Infatti il grande apparato pedagogico di cui si diceva non sembra aver registrato che i nostri ragazzi passano fino a nove ore al giorno con i telefonini in mano e vivono dentro il mondo delle app. C’è quasi paura di parlarne, forse per il timore di essere tacciati di passatismo, o di luddismo.
"Appunto, questo convegno vorrebbe dire: guardate che c'è tutto un mondo là fuori che sta educando. E sembra che la scuola non ne sia consapevole. Ma ancora, fuori dalla scuola a educare sono i luoghi di apprendistato, i tirocini, i datori di lavoro. E diciamo che tra questi due mondi il dialogo non è che vada sempre molto bene. Ecco un altro spunto: dialogare con il mondo del lavoro, perché noi prima abbiamo parlato di alcune derive, di alcuni punti deboli delle proposte emerse, ma il mondo del lavoro ha anche delle realtà assolutamente virtuose, sane e preziose. Il mondo del lavoro non è una massa omogenea uniforme".

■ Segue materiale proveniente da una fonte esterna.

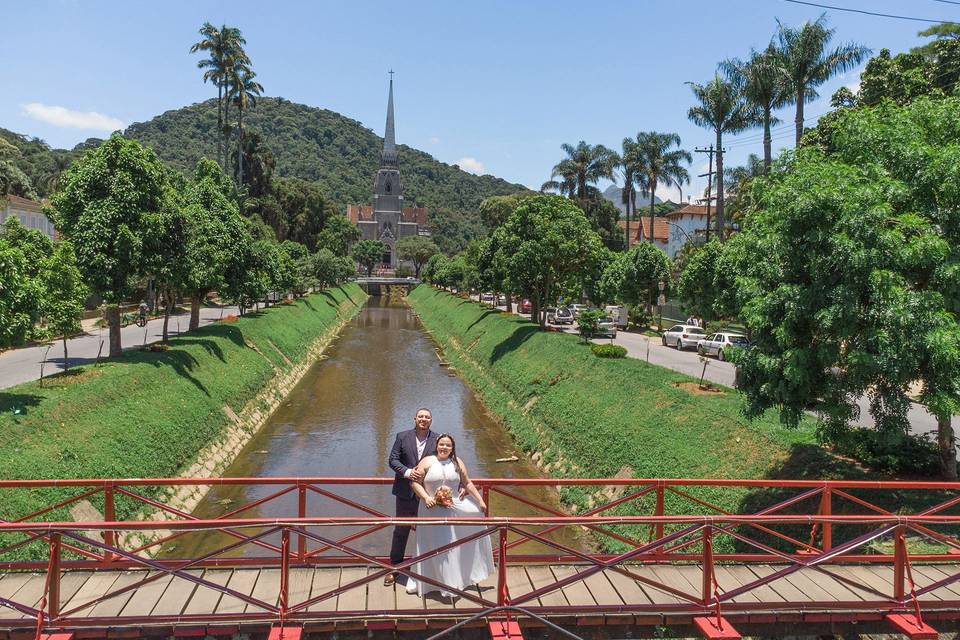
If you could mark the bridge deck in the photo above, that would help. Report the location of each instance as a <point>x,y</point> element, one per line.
<point>603,597</point>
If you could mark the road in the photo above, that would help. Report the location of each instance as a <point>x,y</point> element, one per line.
<point>688,362</point>
<point>22,365</point>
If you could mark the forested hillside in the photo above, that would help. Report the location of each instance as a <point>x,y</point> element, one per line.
<point>323,146</point>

Per non dire di quell’indagine impressionante resa pubblica qualche giorno fa, secondo la quale un giovane su quattro è consumatore di cocaina…
"… e non dimentichiamo che un giovane su tre lo è di marijuana e un altro quarto di psicofarmaci. Quando poi questi ragazzi arrivano a scuola e dicono di non riuscire a studiare, ci rendiamo conto che la scuola è una delle vittime di un disagio sociale profondo".